Working in healthcare, black humor is often part of the job, because they deal with people (and bodily function) every day. 
 
The other clue to the audiences unique humor is they like to poke fun at each other. Any audience who feels open to joking with (or about) the CEO obviously has a very informal atmosphere where poking fun at each other helps them maintain their sanity.
 
Poking fun at any audience member is tricky, it has to be done with taste and tact. Erring on the side of caution, lightly bringing up nuances or clues to the group's culture can create a bond and unite the team. However, if you go too far or publicly embarrass people, it will backfire.
  
Some audiences are diverse and rarely get the chance to engage and see each others. They can be standoffish or even an envious bunch, competitive and guarded. They carry a general air of professionalism. Opening up and engaging is difficult for this group because it may be seen as an occupational hazard. 
 
As a humorous motivational speaker my job is to break down the barriers and try to get this group to open up and build rapport. Some audiences take longer for this to happen and the opportunity to engage this group is usually a playful interaction with a key influential member of the audience. The other key is to layer in a lot of industry specific content to build credibility.
 
Other audiences can be more naturally ready to open up and laugh together. These groups tend to be a real pleasure to speak for as they naturally get wrapped up in a motivational speech. The map to their soul is much easier to navigate as they show their emotion much quicker and obviously.
 
Usually association audiences of this nature are health care professionals like nurses, social workers, dentists and other human service professions. Next to this parks and recreation, some administrative professional groups, credit unions and more.
 
Some blue collar professionals and military audiences can be very naturally warm and engaged while others take more time to drop their reservations. 

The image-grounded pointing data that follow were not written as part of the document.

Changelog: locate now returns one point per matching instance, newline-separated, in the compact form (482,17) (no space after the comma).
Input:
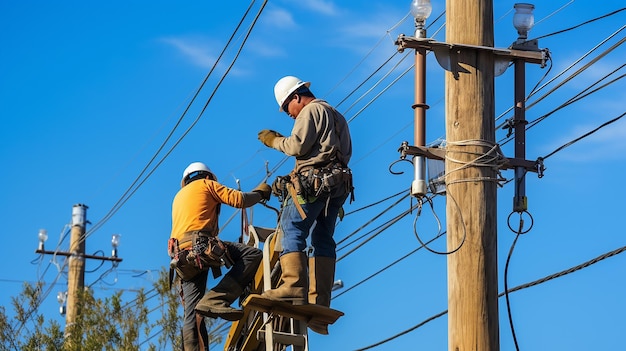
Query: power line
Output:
(581,24)
(517,288)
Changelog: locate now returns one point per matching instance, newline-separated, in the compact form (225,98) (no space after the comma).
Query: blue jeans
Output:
(246,261)
(296,230)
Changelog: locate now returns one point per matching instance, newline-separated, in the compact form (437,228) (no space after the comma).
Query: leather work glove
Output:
(267,137)
(278,186)
(264,190)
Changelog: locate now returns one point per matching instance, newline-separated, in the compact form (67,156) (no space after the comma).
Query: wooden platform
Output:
(308,313)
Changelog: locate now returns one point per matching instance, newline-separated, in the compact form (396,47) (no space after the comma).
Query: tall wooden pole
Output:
(76,273)
(471,192)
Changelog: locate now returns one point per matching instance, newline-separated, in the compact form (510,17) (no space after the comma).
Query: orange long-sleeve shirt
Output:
(195,207)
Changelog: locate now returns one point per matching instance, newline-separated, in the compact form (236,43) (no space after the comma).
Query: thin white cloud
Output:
(279,18)
(197,51)
(266,50)
(320,6)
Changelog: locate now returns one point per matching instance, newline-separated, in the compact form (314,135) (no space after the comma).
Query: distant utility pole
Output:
(76,274)
(472,156)
(77,256)
(471,190)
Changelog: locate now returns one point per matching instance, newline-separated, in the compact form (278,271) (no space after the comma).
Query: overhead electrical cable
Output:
(514,289)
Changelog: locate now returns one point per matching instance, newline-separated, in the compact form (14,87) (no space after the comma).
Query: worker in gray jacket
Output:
(321,144)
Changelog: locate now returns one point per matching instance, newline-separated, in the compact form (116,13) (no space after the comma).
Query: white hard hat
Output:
(285,87)
(194,168)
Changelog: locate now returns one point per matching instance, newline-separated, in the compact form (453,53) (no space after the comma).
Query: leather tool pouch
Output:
(207,252)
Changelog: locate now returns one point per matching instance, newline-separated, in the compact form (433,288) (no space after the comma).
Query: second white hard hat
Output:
(285,87)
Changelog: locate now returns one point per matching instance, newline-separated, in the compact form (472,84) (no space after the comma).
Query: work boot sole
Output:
(227,313)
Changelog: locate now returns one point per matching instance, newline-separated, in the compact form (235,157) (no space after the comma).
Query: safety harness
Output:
(206,251)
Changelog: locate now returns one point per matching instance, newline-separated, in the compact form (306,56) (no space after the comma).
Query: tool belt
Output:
(309,184)
(206,252)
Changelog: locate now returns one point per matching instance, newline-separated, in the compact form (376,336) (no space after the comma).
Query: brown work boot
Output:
(216,302)
(321,279)
(293,280)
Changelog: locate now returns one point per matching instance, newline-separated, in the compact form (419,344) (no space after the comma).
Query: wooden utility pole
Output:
(471,190)
(76,273)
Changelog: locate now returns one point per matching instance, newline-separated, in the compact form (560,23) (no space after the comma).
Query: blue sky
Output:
(90,90)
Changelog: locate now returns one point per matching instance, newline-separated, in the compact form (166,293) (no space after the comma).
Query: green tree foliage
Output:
(111,323)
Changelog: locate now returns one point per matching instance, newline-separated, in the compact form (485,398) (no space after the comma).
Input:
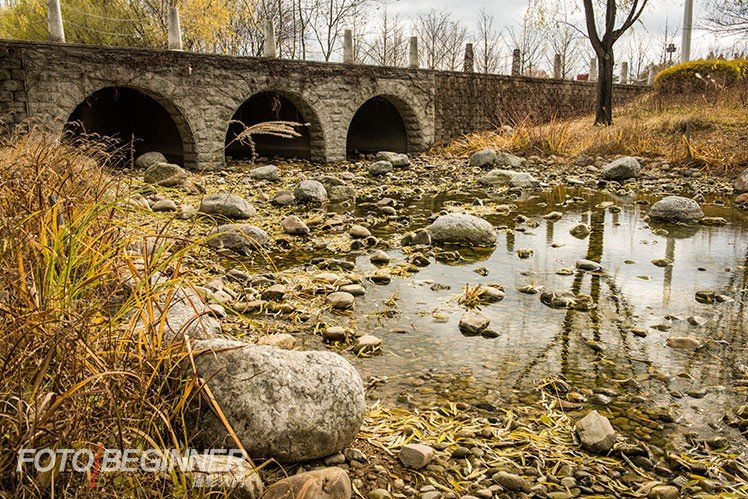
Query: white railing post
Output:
(175,30)
(54,22)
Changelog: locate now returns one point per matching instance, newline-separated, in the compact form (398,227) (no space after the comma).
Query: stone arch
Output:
(385,121)
(126,112)
(272,105)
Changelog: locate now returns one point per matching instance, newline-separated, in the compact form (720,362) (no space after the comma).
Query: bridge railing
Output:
(57,35)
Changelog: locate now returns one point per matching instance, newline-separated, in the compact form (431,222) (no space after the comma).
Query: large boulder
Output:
(396,159)
(227,205)
(596,433)
(287,405)
(741,183)
(497,177)
(327,483)
(148,159)
(310,192)
(506,160)
(462,228)
(676,209)
(241,238)
(165,175)
(622,169)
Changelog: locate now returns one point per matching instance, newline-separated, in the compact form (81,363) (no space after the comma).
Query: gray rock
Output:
(676,209)
(241,238)
(310,192)
(417,238)
(328,483)
(219,474)
(580,231)
(524,181)
(507,160)
(359,232)
(367,344)
(473,322)
(416,456)
(379,494)
(622,169)
(281,340)
(341,193)
(283,198)
(287,405)
(165,175)
(380,257)
(269,172)
(295,226)
(227,205)
(511,482)
(497,177)
(398,160)
(380,168)
(741,182)
(588,265)
(148,159)
(596,433)
(341,300)
(276,292)
(462,228)
(482,159)
(164,205)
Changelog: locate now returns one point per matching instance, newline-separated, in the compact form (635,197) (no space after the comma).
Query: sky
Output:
(510,12)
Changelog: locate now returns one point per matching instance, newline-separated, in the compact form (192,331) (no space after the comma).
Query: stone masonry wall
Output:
(201,92)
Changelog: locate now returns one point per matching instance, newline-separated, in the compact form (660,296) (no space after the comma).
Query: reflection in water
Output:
(667,288)
(591,350)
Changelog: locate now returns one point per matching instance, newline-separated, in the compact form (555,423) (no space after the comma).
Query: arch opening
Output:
(269,106)
(131,118)
(377,126)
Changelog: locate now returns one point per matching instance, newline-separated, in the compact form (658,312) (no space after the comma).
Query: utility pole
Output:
(685,49)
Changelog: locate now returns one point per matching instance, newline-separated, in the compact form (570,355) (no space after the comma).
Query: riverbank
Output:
(490,437)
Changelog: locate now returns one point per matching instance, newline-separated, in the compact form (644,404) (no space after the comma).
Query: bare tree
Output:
(388,46)
(529,38)
(488,52)
(728,16)
(329,21)
(440,39)
(638,52)
(603,46)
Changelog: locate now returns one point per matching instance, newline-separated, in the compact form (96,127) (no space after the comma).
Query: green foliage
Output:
(702,76)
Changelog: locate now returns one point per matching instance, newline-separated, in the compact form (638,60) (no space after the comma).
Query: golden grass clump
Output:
(77,373)
(690,129)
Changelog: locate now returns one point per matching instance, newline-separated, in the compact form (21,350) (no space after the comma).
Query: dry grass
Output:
(77,372)
(696,130)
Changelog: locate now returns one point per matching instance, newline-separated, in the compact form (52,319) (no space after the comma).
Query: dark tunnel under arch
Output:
(274,106)
(133,118)
(379,125)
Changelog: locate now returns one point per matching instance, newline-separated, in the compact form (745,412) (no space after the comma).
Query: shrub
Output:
(701,76)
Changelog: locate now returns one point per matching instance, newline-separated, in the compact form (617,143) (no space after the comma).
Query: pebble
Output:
(340,300)
(416,456)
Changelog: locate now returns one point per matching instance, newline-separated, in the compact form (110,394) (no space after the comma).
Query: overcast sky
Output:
(510,12)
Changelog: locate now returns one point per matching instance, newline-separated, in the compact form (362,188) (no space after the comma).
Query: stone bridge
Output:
(188,105)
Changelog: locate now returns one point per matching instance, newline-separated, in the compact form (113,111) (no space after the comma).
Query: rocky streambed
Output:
(522,327)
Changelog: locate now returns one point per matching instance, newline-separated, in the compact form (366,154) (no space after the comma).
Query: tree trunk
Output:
(604,112)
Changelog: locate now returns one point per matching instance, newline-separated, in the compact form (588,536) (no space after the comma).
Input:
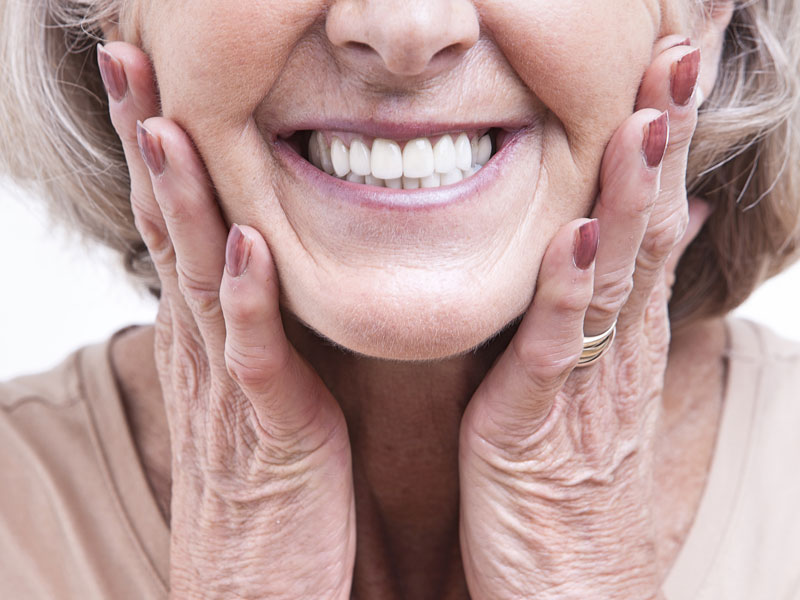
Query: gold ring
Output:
(595,346)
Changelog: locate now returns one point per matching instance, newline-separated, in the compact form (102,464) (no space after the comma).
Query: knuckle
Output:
(611,294)
(661,238)
(572,301)
(201,297)
(190,369)
(243,307)
(253,367)
(156,239)
(546,365)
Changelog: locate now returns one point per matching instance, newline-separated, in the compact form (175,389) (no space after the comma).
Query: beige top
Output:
(79,521)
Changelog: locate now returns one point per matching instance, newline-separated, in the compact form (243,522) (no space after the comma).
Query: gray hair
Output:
(745,157)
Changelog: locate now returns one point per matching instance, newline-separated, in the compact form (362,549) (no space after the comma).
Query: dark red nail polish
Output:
(654,144)
(112,73)
(683,42)
(237,252)
(586,241)
(684,77)
(150,148)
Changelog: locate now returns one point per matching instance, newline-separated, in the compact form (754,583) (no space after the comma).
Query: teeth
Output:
(418,158)
(324,152)
(359,158)
(355,178)
(432,180)
(410,183)
(444,155)
(387,159)
(484,150)
(370,180)
(463,153)
(417,164)
(453,176)
(340,157)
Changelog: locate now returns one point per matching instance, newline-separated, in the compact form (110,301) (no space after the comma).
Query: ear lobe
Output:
(717,15)
(699,211)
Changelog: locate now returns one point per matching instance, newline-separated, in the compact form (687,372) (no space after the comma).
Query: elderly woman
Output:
(415,336)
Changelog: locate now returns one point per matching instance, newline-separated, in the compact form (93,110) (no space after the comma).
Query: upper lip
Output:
(394,130)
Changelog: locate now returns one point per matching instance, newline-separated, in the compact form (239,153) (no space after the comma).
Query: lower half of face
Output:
(407,213)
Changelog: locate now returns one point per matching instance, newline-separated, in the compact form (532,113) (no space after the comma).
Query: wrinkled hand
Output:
(556,463)
(262,495)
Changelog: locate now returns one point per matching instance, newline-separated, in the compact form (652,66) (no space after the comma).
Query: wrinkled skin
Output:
(263,499)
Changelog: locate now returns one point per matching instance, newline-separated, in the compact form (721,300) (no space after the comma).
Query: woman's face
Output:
(412,274)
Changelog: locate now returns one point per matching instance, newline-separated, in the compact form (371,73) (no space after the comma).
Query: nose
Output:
(404,37)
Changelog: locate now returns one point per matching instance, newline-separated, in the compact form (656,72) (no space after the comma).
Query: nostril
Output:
(359,47)
(451,51)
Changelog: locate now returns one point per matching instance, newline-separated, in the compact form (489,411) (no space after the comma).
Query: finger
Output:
(128,77)
(699,211)
(669,83)
(184,195)
(285,393)
(629,182)
(517,395)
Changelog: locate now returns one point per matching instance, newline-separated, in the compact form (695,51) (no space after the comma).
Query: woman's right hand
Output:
(262,495)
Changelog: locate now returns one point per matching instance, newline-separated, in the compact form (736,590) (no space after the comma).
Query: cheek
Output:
(216,59)
(584,60)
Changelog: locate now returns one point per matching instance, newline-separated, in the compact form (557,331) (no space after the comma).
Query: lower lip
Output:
(367,196)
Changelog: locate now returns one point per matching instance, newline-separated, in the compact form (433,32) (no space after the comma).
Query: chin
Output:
(414,326)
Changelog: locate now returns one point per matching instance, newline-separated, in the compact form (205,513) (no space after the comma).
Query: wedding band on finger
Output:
(595,346)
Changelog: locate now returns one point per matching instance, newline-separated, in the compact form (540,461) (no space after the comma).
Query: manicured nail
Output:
(684,77)
(150,148)
(683,42)
(112,73)
(586,241)
(237,252)
(654,144)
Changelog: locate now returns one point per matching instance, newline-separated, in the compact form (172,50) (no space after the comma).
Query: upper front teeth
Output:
(418,164)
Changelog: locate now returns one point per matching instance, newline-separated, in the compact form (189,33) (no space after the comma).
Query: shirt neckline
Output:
(696,557)
(118,451)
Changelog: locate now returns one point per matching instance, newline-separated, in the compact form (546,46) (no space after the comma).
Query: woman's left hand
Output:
(556,463)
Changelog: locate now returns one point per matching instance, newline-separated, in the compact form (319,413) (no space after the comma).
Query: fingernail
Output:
(656,135)
(586,241)
(150,148)
(684,77)
(683,42)
(237,252)
(112,73)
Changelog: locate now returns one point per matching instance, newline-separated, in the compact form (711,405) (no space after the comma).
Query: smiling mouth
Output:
(420,163)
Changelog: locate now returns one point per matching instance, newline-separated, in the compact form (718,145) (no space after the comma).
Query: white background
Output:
(58,295)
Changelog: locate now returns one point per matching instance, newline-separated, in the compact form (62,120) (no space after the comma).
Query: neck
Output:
(403,419)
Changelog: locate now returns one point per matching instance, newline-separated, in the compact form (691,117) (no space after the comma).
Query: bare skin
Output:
(506,472)
(405,448)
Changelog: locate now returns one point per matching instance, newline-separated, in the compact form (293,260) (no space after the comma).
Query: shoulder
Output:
(755,348)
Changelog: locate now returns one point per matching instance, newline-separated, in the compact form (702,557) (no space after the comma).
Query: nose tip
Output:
(406,38)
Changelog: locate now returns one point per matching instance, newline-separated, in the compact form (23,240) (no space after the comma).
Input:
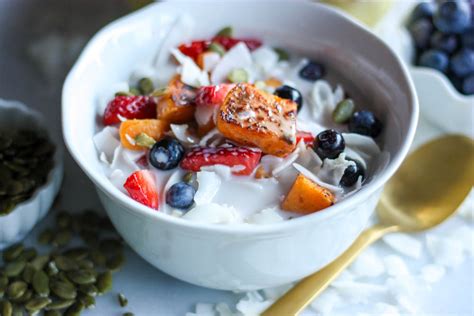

I usually find upper level leadership groups ( CEO's and business owners) are very engaging. 
 
Surprisingly, engineers and architects are great crowds while production and operations professionals are harder to warm up. Productions professionals are very hands on and require more interaction and involvement layered into the motivational speech.
 
As funny motivational speakers learn, the audience loves to be a part of the comedy, but not in an embarrassing way.